NEWSWEEKLY WATCH….Having screwed the pooch last week by ignoring John Kerry’s stunning Iowa victory in favor of a feature story about high drug prices, Time magazine is forced this week to screw the pooch yet again by putting Kerry on the cover and ignoring the stunning news about David Kay’s WMD revelations. Good news judgment, guys.
And to make it worse, they apparently resorted to one of the most annoying campaign tropes around, the black-and-white photo essay designed to demonstrate gritty, photojournalistic integrity. Give me a break. (I say “apparently” because the wizards at Time-Warner recently decided to put their stories behind a subscription barrier, so I can’t see the rest of the photos. Or the story.)

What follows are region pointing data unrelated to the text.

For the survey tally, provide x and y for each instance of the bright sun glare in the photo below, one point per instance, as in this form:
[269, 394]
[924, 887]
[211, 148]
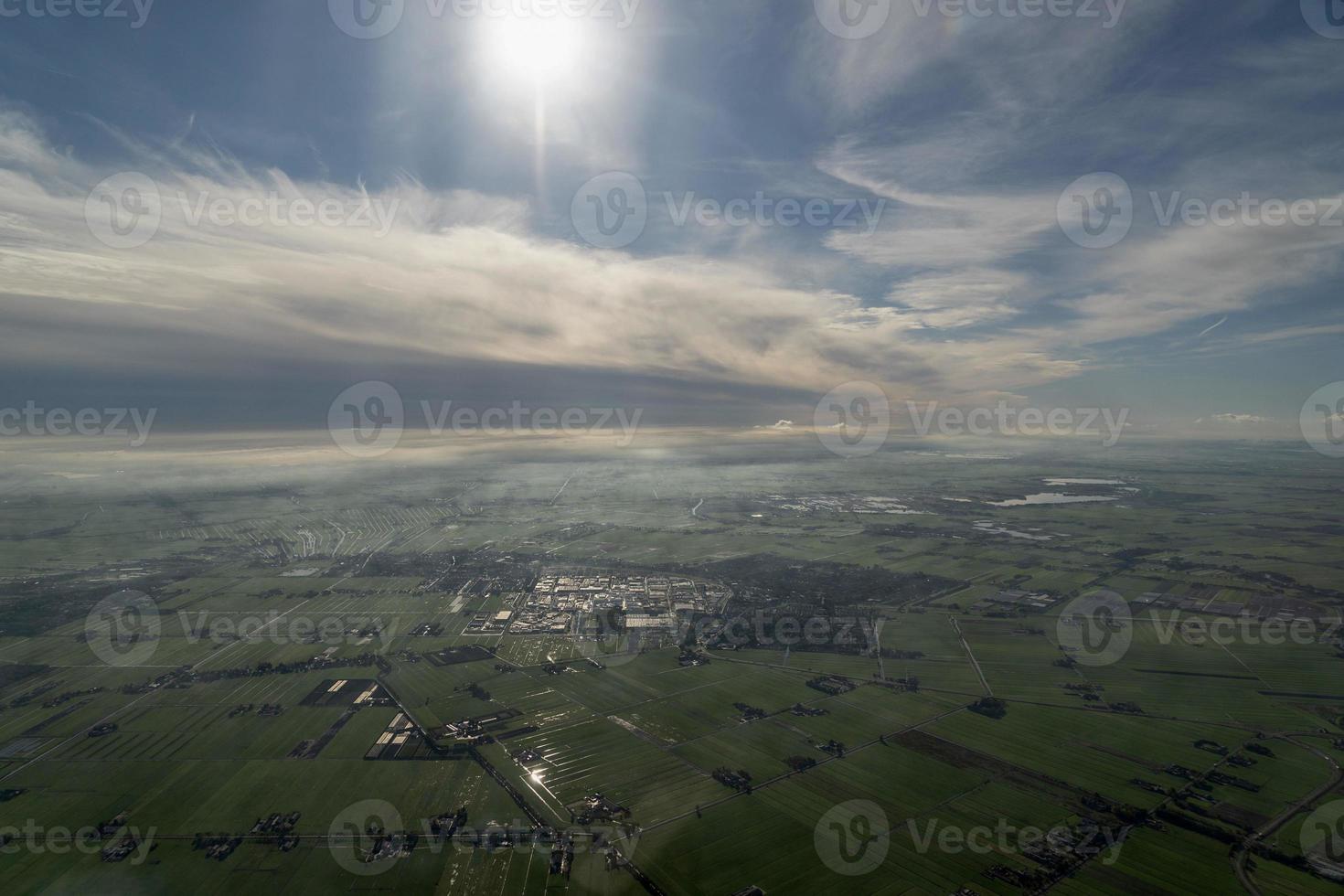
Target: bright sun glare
[538, 51]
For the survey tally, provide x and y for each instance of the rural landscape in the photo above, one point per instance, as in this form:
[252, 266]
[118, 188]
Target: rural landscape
[671, 448]
[732, 675]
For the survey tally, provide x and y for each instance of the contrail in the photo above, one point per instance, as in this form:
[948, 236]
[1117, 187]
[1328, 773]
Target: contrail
[1210, 329]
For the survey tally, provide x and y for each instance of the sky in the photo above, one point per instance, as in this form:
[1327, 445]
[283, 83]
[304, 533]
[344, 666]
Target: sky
[717, 211]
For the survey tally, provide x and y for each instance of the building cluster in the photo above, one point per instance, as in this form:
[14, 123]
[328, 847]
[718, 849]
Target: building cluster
[565, 603]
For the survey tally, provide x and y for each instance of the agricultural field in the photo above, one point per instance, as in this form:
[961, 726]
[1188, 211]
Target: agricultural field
[269, 681]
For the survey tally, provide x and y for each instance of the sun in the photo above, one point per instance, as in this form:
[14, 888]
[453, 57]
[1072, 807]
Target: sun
[540, 53]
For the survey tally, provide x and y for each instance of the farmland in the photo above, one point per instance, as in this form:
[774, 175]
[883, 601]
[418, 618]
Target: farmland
[311, 678]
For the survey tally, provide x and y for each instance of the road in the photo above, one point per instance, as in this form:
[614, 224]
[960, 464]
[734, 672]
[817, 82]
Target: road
[1300, 806]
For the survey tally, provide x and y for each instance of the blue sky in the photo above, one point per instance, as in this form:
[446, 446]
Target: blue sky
[958, 133]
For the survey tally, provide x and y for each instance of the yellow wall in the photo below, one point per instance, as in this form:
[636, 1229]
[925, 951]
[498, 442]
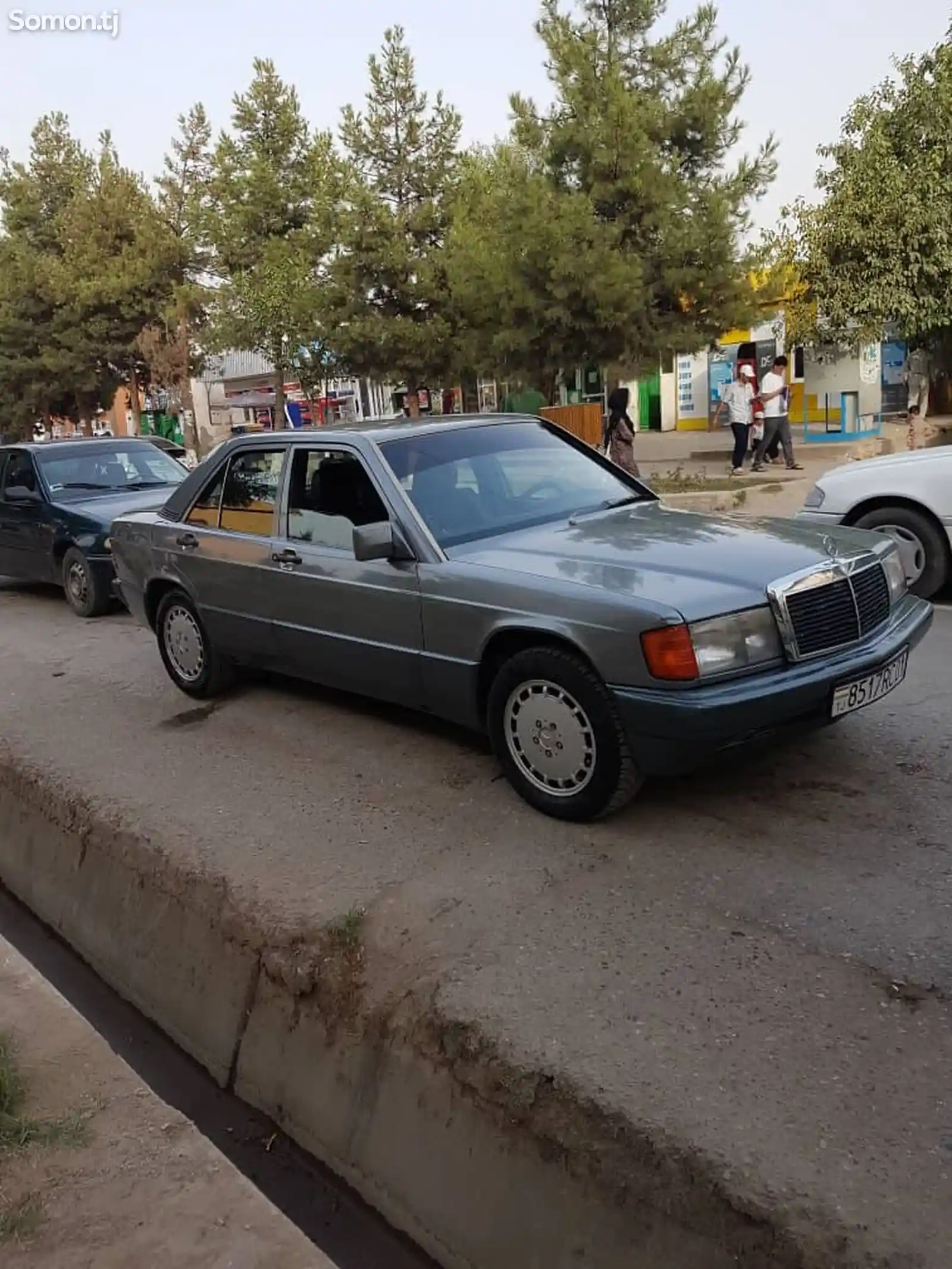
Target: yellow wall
[815, 412]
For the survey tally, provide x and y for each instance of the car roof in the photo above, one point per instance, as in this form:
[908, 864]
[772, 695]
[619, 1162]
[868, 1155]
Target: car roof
[372, 431]
[59, 447]
[387, 430]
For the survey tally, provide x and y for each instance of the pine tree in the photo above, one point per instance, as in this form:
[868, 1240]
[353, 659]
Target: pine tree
[82, 272]
[274, 189]
[184, 191]
[393, 302]
[643, 129]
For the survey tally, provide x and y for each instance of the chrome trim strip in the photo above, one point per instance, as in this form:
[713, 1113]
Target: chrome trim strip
[837, 569]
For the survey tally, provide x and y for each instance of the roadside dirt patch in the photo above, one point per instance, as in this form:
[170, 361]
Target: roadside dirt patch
[97, 1173]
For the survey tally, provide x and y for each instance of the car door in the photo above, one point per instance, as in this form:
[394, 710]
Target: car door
[223, 552]
[352, 625]
[26, 536]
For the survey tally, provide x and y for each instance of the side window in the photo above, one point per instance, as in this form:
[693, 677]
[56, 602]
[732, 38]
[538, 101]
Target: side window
[329, 494]
[205, 510]
[20, 471]
[252, 491]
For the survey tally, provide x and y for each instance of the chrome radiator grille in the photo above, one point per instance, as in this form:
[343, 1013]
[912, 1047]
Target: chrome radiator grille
[824, 616]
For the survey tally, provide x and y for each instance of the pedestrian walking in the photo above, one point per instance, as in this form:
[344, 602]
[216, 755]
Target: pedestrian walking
[774, 394]
[738, 403]
[621, 432]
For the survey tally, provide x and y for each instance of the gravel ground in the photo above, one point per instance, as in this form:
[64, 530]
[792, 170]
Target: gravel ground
[753, 965]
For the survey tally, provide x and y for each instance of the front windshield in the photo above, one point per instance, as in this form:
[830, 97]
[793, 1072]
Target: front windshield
[475, 482]
[108, 470]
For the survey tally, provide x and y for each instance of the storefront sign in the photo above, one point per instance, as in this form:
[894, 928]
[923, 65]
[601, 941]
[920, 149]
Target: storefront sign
[692, 386]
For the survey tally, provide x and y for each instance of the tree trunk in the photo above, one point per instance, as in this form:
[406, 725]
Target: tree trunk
[189, 427]
[132, 430]
[280, 421]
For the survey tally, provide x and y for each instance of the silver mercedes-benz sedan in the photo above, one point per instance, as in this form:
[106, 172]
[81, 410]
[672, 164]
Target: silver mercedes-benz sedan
[505, 575]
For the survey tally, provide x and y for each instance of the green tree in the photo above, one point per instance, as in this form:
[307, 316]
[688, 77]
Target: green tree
[169, 347]
[536, 277]
[117, 268]
[272, 225]
[644, 210]
[82, 271]
[876, 250]
[393, 302]
[40, 369]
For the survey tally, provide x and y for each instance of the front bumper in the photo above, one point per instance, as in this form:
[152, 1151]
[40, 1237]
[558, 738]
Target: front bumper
[672, 730]
[816, 516]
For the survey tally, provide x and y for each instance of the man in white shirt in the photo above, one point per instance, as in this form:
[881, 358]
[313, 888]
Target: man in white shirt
[774, 394]
[737, 400]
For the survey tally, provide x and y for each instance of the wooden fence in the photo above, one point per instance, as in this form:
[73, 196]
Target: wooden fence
[582, 421]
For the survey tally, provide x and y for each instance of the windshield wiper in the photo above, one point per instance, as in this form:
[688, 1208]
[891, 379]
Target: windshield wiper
[610, 504]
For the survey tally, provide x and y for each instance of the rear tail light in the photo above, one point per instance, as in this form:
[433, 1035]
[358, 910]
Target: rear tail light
[669, 654]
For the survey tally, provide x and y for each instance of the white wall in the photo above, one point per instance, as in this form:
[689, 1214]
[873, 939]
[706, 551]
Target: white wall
[669, 402]
[829, 371]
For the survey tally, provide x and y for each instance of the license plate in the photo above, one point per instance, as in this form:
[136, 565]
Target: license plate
[873, 687]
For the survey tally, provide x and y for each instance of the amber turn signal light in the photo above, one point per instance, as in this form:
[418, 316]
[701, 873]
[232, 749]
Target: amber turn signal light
[671, 654]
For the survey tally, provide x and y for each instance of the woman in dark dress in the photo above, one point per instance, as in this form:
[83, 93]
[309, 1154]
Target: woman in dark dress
[621, 432]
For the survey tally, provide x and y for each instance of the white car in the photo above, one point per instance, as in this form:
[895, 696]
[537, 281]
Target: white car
[908, 497]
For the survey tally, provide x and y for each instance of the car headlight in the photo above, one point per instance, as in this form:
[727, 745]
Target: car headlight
[895, 574]
[737, 643]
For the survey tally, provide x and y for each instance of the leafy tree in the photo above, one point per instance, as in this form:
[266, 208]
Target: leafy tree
[536, 277]
[878, 248]
[272, 225]
[629, 180]
[82, 273]
[169, 347]
[116, 272]
[393, 302]
[40, 372]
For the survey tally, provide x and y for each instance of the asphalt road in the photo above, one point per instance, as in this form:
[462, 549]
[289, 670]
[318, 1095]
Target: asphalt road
[756, 962]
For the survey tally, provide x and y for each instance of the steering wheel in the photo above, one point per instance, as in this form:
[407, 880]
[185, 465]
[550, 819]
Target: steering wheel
[540, 485]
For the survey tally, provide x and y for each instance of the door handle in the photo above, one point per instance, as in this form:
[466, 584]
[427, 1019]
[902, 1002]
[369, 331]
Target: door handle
[287, 556]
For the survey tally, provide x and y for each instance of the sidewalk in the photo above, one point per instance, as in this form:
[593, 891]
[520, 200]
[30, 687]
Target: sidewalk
[688, 449]
[122, 1180]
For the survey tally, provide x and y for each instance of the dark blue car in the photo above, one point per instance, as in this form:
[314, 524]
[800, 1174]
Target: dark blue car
[59, 500]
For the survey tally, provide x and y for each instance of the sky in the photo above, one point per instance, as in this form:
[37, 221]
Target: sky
[809, 60]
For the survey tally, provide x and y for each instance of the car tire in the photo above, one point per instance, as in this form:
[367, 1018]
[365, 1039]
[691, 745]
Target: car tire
[87, 592]
[188, 655]
[922, 537]
[549, 697]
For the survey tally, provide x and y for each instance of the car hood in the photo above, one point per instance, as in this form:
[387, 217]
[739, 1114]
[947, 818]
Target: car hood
[906, 462]
[105, 508]
[699, 565]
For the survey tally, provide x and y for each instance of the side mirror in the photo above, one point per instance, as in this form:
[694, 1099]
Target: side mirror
[21, 494]
[381, 541]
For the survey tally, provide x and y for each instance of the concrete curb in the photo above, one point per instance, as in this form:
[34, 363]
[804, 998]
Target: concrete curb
[487, 1164]
[162, 1171]
[724, 500]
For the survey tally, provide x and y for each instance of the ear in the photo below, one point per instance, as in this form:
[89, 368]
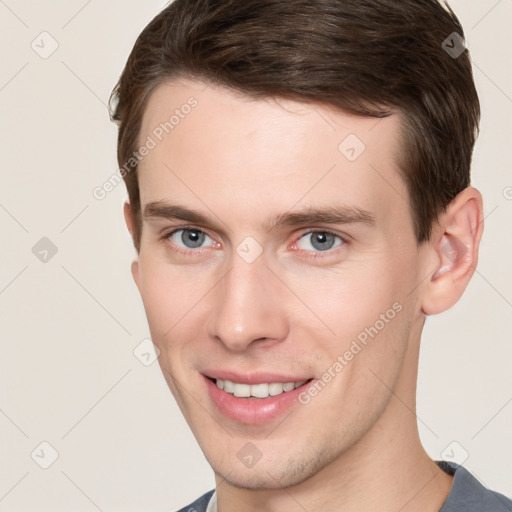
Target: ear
[453, 249]
[129, 219]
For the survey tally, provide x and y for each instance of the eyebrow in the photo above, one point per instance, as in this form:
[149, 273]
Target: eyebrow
[312, 215]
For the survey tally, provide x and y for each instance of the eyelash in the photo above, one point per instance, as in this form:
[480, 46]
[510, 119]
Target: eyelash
[313, 255]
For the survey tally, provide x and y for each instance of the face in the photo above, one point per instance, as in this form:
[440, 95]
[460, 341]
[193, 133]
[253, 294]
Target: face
[278, 260]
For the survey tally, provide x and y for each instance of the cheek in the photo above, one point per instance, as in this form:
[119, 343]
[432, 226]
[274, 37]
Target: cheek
[171, 295]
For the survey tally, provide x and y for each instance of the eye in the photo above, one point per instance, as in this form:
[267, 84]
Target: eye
[189, 238]
[319, 241]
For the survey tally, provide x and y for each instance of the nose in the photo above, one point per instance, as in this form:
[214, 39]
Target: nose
[247, 306]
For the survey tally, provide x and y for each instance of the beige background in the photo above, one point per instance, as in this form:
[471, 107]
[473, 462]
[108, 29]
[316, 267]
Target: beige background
[68, 327]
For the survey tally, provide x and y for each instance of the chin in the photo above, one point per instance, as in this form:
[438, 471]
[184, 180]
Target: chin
[268, 474]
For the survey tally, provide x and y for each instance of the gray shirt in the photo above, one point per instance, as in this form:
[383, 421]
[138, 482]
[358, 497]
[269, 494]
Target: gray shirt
[466, 495]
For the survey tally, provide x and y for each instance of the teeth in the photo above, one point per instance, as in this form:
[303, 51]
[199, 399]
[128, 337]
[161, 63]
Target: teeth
[257, 390]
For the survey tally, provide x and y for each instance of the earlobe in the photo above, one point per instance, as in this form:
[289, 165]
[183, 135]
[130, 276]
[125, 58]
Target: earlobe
[454, 249]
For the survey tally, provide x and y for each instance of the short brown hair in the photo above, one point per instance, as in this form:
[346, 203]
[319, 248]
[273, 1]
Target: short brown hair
[368, 57]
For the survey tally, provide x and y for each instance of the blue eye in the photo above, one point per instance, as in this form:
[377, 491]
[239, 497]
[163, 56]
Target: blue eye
[189, 238]
[319, 241]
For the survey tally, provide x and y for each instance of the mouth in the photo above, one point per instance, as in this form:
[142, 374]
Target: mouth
[260, 391]
[255, 400]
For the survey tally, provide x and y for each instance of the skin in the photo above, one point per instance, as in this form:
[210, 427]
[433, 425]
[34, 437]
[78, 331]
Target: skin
[241, 162]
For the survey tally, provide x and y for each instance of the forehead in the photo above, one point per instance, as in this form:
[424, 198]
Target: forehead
[216, 148]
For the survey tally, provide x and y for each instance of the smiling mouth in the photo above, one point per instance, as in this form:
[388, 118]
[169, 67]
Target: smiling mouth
[258, 391]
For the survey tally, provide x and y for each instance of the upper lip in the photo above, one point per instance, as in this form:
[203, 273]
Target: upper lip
[253, 377]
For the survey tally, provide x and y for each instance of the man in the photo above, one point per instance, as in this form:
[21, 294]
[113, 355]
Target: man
[299, 198]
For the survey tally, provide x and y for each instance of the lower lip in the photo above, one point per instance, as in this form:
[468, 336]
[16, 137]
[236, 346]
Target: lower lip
[253, 410]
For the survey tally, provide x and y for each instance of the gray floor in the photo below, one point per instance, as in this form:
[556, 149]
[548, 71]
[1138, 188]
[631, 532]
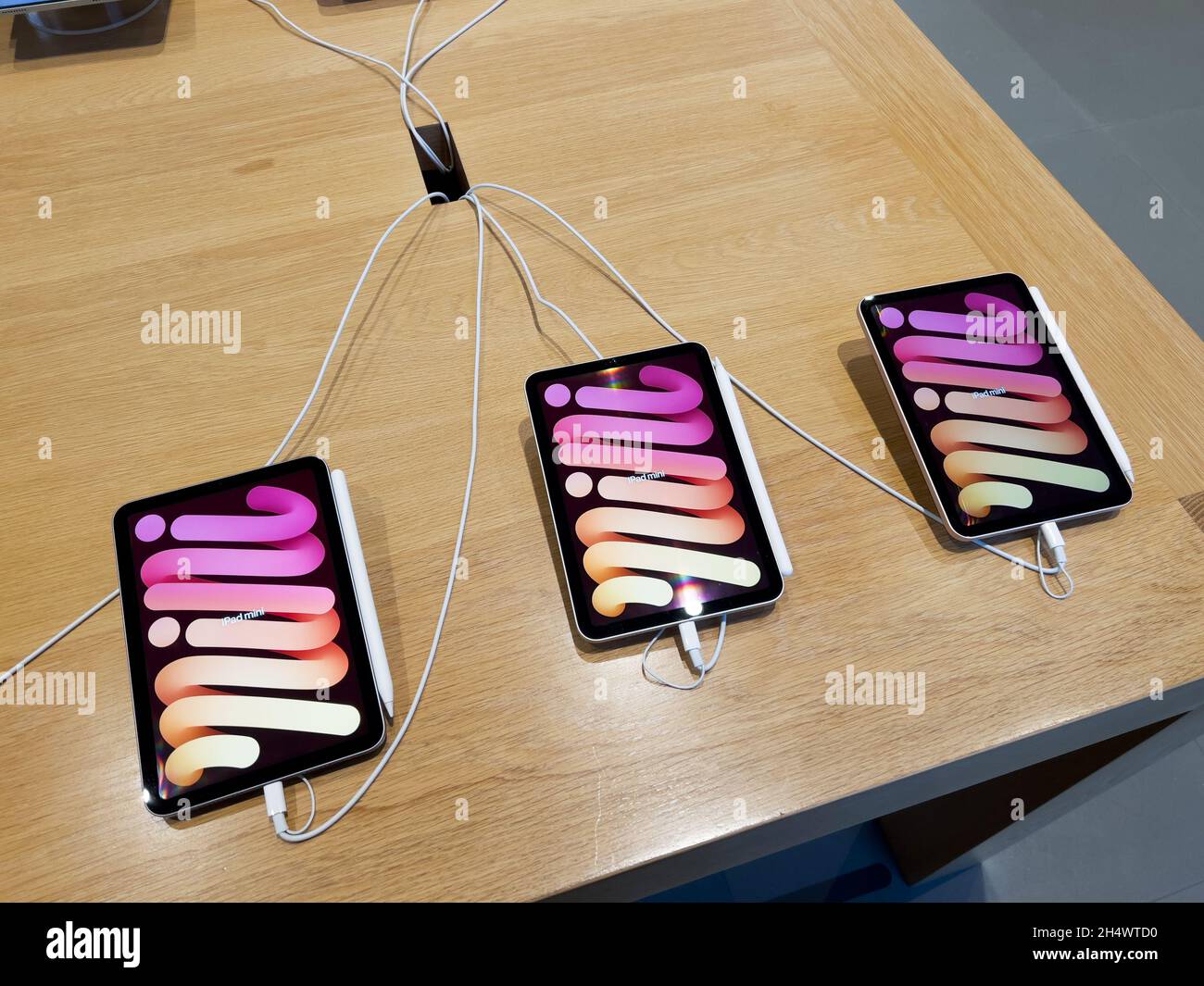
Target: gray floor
[1142, 840]
[1112, 105]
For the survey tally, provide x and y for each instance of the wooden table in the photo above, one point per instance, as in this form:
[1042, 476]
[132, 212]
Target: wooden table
[759, 209]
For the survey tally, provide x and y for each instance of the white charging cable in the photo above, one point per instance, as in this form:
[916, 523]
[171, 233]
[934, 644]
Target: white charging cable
[273, 793]
[687, 630]
[1043, 571]
[305, 409]
[405, 83]
[409, 72]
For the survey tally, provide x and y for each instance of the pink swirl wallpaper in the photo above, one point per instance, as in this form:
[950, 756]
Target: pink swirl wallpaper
[245, 641]
[645, 481]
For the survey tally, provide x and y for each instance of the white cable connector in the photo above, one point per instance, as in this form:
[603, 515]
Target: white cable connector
[277, 810]
[1048, 536]
[690, 642]
[1055, 544]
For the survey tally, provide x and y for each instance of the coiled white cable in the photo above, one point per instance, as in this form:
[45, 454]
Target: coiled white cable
[409, 72]
[759, 401]
[278, 818]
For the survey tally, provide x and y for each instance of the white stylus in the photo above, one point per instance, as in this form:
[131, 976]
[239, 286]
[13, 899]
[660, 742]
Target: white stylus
[1088, 395]
[759, 489]
[362, 589]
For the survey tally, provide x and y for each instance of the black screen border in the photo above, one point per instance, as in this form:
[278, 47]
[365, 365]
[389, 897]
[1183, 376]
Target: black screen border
[1119, 493]
[252, 779]
[735, 471]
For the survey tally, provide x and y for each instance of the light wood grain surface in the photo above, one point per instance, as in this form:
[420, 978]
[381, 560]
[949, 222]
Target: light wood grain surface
[718, 208]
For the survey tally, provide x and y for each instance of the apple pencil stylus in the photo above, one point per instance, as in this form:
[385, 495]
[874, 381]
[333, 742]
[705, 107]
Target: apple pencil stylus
[362, 590]
[1088, 395]
[759, 489]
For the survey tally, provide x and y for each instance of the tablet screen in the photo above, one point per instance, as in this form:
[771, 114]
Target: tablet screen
[653, 508]
[247, 655]
[1000, 424]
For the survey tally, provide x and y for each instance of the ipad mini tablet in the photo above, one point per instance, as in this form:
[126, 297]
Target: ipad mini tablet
[247, 655]
[994, 413]
[655, 518]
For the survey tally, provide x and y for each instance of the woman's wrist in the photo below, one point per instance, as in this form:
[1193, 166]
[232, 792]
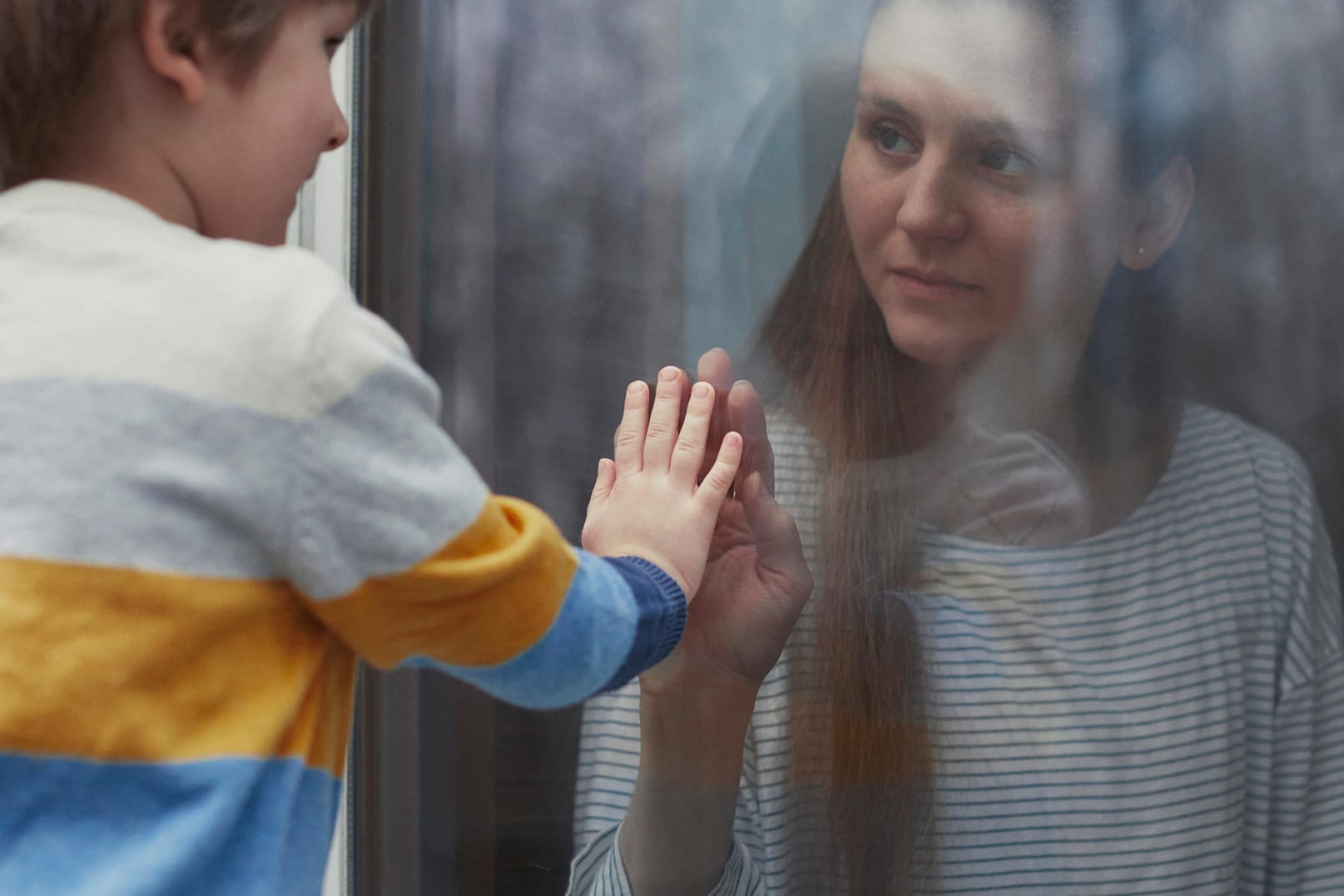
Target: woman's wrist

Newsweek, on the other hand, has a great cover this week, don’t you think? What’s more, they also have a story that I can actually read. It includes this interesting tidbit about two panels that were convened in 1998:
The first panel was an independent group of a half-dozen members, most of them distinguished scientists, called the Arms Control & Non-Proliferation Advisory Board. One of ACNAB’s pursuits was to examine what was known about Iraq’s weapons programs. Panel members got access to CIA materials, and were able to quiz the analysts. What they found, according to three members reached by Newsweek, was that the CIA’s intel on Iraqi WMD was largely speculative. “There were suspicions, hints, but nothing hard,” says one member. “The agency analysts’ basic argument was: ‘Saddam must be hiding something, or why would he be putting his people through all this?’ ” The absence of hard evidence was so striking, in fact, that panel members recall discussing “the Wizard of Oz theory: that the whole Iraq WMD program was smoke-and-mirrors, and Saddam was just a little guy behind a curtain.”
Donald Rumsfeld himself led the second such investigation of Iraq’s weapons program that year. The brief of his congressionally appointed commission was to assess the potential ballistic-missile threat to the United States from hostile powers. What is not generally known about Rumsfeld’s commission is that it also reviewed current intelligence about the WMD various countries might be able to pack in their warheads. “The commission’s findings on Iraq’s WMD didn’t materially differ from what ACNAB had concluded,” says a panel member familiar with both reports.
The rest of the story doesn’t really have anything new for readers of this site, but it does a good job of summarizing what we know so far and treats both the intelligence deficiencies and the White House’s misuse of that intelligence pretty evenhandedly. Worth reading.